Pare che Saffo fosse nata in una famiglia aristocratica, che sia vissuta per un periodo in Sicilia – seguì i suoi familiari in esilio – prima di tornare al suo paese natale, dove, grazie alla sua vasta cultura, divenne istitutrice e direttrice di un tiaso, una sorta d’istituto a cui accedevano gruppi di fanciulle di famiglia nobile, per essere formate nelle arti e negli aspetti di vita sociale la cui padronanza era considerata allora indispensabile per essere una brava moglie. Nello specifico, tali doti erano: un atteggiamento elegante e raffinato, la capacità di sedurre, il canto, la delicatezza, la grazia e l’amore.
Alcuni testi dicono di Saffo che fosse una donna bellissima, altri, al contrario, affermano che il suo non rientrare nei canoni l’avesse portata a gettarsi da una scogliera dopo aver visto rifiutato il suo amore per un uomo più giovane – uomo la cui esistenza è accertatamente mitologica. Più sicura pare essere la presenza di una figlia, Cleide, a cui la poetessa dedicò dolci versi.
Per quanto riguarda le sue opere, oggi non ci rimane che qualche stralcio, principalmente per un paio di motivi. Prima di tutto, gli otto o nove volumi in cui i bibliotecari della Biblioteca di Alessandria avevano suddiviso le sue opere andarono andati bruciati con la biblioteca stessa. A ciò si va ad aggiungere la mancata trascrizione e trasmissione dei componimenti in epoca più tarda, in quanto gli intellettuali – sia classici sia cristiani (che, ricordiamolo, per moltissimi secoli furono quasi esclusivamente clerici) – trovavano sconvenienti i versi d’amore che Saffo potrebbe aver dedicato ad alcune delle giovinette che frequentavano il suo collegio.
Perché le opere di Saffo parlano principalmente d’amore, di seduzione, d’infatuazione e gelosia, rivolgendosi a una pluralità di voci e generi. Spesso tutti questi sentimenti ed emozioni sono espressi dalla poetessa in modo diretto, rivolgendosi a qualche dio o dea – come avviene nell’Inno ad Afrodite, l’unica poesia pervenuta integra – o ad altri essere umani. Interessante è però il fatto che Saffo non si limita a ricordare l’amore, ma analizza anche le ripercussioni psicologiche presenti e passate di tale sentimento.
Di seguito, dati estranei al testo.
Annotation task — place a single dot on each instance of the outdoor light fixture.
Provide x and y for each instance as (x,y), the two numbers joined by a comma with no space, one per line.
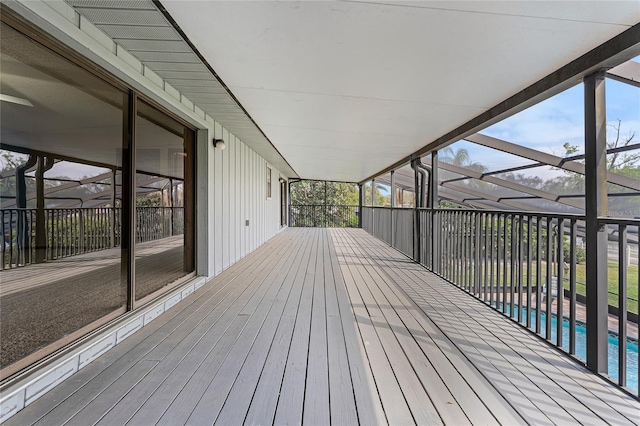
(219,143)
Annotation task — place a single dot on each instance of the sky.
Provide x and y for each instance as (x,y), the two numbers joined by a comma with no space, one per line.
(549,124)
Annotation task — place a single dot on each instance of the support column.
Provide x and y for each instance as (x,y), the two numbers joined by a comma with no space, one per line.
(44,164)
(416,212)
(373,205)
(128,232)
(393,205)
(596,206)
(23,239)
(360,204)
(112,216)
(435,216)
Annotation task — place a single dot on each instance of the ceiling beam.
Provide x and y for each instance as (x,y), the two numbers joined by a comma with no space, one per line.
(612,53)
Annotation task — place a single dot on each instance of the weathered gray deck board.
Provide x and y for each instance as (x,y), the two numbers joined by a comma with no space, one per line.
(552,382)
(331,326)
(262,373)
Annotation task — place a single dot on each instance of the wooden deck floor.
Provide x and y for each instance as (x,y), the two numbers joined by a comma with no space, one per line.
(331,327)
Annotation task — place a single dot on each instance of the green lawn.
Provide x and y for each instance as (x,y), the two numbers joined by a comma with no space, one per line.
(632,284)
(581,272)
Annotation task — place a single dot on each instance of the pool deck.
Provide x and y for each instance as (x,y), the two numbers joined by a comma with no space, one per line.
(323,326)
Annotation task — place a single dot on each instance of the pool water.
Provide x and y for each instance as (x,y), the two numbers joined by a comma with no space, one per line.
(581,345)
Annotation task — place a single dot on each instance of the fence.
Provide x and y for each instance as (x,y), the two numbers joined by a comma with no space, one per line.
(529,266)
(70,232)
(323,216)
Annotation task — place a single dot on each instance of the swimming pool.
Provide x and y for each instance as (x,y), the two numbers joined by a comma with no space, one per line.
(581,345)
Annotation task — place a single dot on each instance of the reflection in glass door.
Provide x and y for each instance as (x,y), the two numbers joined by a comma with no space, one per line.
(164,185)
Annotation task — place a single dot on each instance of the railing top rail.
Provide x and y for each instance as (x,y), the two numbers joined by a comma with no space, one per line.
(324,205)
(620,221)
(570,216)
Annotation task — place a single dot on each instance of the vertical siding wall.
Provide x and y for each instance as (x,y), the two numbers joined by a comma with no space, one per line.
(236,177)
(238,193)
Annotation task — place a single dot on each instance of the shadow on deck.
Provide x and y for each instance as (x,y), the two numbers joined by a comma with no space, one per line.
(331,326)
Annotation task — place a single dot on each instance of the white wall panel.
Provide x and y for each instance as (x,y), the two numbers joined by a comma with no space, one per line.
(218,211)
(226,204)
(233,204)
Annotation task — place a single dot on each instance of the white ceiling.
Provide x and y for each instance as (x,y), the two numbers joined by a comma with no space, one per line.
(344,89)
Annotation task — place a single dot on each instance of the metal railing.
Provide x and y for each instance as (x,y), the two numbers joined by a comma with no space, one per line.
(323,216)
(70,232)
(529,266)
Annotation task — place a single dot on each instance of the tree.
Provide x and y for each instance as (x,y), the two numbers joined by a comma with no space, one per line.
(619,162)
(321,203)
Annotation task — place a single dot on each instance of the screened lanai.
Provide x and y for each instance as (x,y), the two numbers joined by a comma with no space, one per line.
(153,272)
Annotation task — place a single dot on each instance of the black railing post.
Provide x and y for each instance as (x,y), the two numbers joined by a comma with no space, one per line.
(360,204)
(435,217)
(416,219)
(595,207)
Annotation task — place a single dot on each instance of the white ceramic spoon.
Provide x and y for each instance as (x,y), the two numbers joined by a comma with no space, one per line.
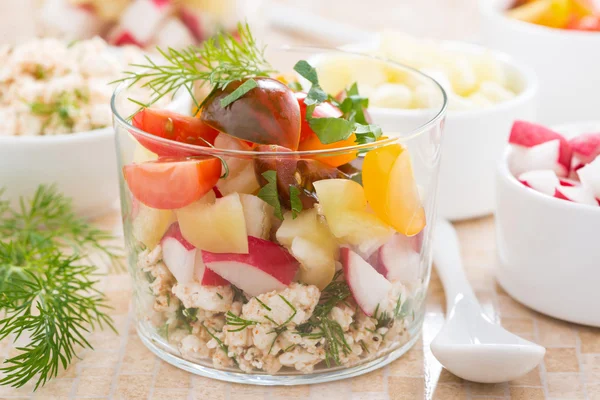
(469,344)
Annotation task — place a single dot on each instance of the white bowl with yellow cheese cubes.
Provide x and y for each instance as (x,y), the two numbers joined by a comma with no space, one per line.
(486,91)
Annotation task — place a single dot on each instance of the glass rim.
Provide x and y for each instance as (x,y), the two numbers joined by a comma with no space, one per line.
(439,115)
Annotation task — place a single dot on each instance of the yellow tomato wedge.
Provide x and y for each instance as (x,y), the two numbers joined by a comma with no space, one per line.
(313,143)
(391,190)
(551,13)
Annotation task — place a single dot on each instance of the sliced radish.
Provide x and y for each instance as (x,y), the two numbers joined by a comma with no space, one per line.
(590,177)
(369,288)
(586,148)
(542,156)
(265,268)
(398,259)
(527,134)
(544,181)
(576,194)
(185,261)
(178,255)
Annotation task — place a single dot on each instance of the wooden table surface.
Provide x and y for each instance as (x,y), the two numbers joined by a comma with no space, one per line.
(121,367)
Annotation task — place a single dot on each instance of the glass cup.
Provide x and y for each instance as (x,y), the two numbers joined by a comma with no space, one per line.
(334,287)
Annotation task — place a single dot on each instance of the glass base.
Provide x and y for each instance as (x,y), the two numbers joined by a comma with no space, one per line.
(163,350)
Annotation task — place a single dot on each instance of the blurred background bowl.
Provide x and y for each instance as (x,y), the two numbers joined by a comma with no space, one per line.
(82,165)
(474,140)
(547,247)
(566,62)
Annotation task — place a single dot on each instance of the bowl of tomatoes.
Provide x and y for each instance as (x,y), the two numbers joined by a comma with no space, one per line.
(560,40)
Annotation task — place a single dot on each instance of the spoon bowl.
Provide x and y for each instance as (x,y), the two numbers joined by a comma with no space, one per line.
(469,344)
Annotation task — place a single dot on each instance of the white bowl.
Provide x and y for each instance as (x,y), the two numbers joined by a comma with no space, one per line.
(82,165)
(567,62)
(473,140)
(548,253)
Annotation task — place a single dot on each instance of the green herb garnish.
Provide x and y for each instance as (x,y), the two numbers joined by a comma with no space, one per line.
(221,60)
(63,109)
(329,129)
(296,203)
(44,293)
(322,326)
(268,193)
(235,320)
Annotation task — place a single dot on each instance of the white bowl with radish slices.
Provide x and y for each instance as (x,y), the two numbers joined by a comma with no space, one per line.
(547,220)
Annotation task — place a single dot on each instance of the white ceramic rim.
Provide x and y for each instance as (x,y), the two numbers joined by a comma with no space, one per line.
(493,9)
(525,72)
(431,122)
(74,137)
(534,195)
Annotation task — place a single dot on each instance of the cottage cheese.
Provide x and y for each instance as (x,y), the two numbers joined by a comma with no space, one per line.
(263,345)
(48,87)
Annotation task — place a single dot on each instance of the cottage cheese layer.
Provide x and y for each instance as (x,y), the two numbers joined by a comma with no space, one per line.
(272,331)
(50,87)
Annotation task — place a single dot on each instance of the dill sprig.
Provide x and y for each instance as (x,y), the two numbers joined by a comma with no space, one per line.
(322,326)
(48,220)
(234,320)
(63,109)
(46,294)
(221,60)
(53,299)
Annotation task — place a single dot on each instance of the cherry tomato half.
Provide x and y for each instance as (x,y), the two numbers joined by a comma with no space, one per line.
(323,110)
(173,126)
(168,184)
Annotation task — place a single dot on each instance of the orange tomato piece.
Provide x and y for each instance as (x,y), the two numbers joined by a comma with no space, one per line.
(313,143)
(391,190)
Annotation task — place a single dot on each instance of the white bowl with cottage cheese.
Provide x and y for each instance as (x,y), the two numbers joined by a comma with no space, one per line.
(56,122)
(486,90)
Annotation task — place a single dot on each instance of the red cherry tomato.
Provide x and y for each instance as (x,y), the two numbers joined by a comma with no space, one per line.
(169,184)
(172,126)
(323,110)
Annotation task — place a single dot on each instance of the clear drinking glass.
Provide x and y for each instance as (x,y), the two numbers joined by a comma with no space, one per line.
(335,292)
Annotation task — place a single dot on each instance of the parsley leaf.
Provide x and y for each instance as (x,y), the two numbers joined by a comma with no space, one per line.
(367,133)
(296,203)
(295,86)
(239,92)
(307,71)
(268,193)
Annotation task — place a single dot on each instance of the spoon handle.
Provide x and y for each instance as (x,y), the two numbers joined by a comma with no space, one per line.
(446,257)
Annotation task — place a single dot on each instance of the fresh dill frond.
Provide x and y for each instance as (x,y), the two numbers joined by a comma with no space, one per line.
(187,316)
(52,298)
(321,326)
(234,320)
(222,345)
(222,59)
(48,285)
(63,109)
(48,220)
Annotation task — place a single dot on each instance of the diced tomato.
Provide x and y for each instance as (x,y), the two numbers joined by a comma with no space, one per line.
(168,184)
(323,110)
(172,126)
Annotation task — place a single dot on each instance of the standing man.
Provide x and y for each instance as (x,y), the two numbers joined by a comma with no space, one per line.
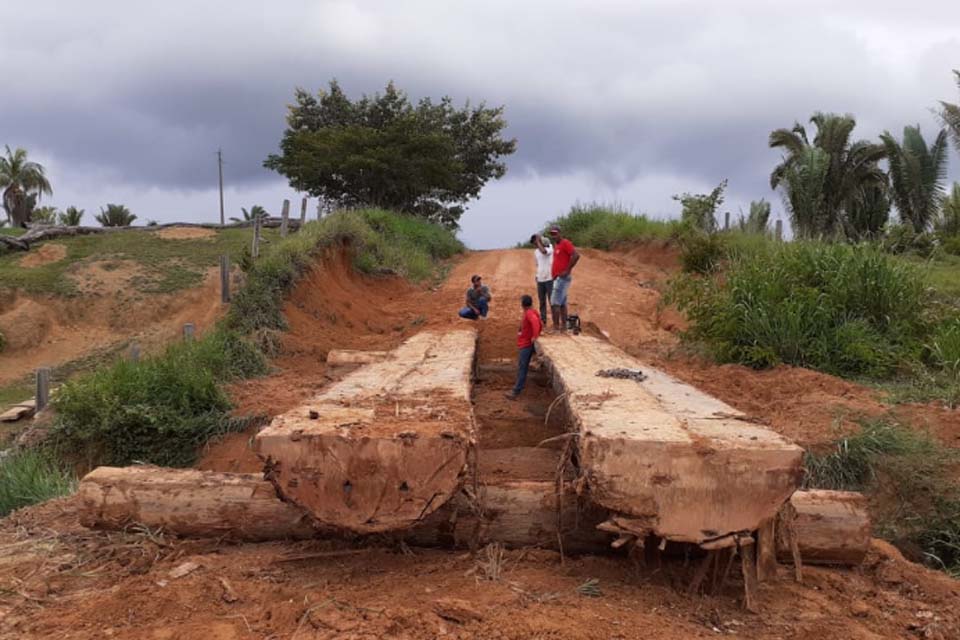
(565,258)
(530,328)
(478,300)
(543,254)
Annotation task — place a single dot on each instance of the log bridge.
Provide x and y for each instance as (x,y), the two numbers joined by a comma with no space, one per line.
(391,447)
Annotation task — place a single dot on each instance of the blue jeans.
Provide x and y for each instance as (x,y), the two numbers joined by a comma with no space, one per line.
(469,314)
(522,365)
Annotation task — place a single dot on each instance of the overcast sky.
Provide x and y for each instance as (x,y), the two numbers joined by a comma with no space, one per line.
(614,101)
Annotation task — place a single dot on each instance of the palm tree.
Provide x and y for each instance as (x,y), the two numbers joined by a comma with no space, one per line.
(71,217)
(917,173)
(20,179)
(249,216)
(829,174)
(115,215)
(950,115)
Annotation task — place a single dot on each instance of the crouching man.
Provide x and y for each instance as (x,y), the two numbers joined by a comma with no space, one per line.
(530,328)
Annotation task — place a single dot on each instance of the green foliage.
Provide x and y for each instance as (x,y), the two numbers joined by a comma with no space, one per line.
(158,410)
(71,217)
(843,309)
(699,210)
(23,183)
(383,151)
(256,211)
(822,181)
(915,499)
(381,241)
(603,226)
(757,220)
(29,476)
(917,174)
(44,215)
(115,215)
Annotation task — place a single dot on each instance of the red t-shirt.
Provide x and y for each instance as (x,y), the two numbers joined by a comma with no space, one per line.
(561,256)
(530,329)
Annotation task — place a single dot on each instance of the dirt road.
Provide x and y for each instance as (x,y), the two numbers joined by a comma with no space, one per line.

Ciò per cui è, però, forse più nota sono i brani in cui proclama un amore omosessuale nei confronti delle allieve del tiaso; non a caso il sentimento romantico tra due donne prende il nome di lesbico o saffico, sebbene accenni a relazioni fisiche non siano presenti in gran numero.
Spesso le poesie si rivolgono alle ragazze che stanno per passare dalla scuola al talamo nuziale, per diventare delle mogli i cui compiti saranno soltanto generare figli e badare alla casa, senza mai lasciare i confini della proprietà. Inoltre, è bene ricordare che nell’antica Grecia i rapporti omosessuali non erano evento raro, anzi, soprattutto nel caso delle giovinette erano considerati come un mezzo per imparare e fare esperienza in previsione del rapporto eterosessuale con il marito.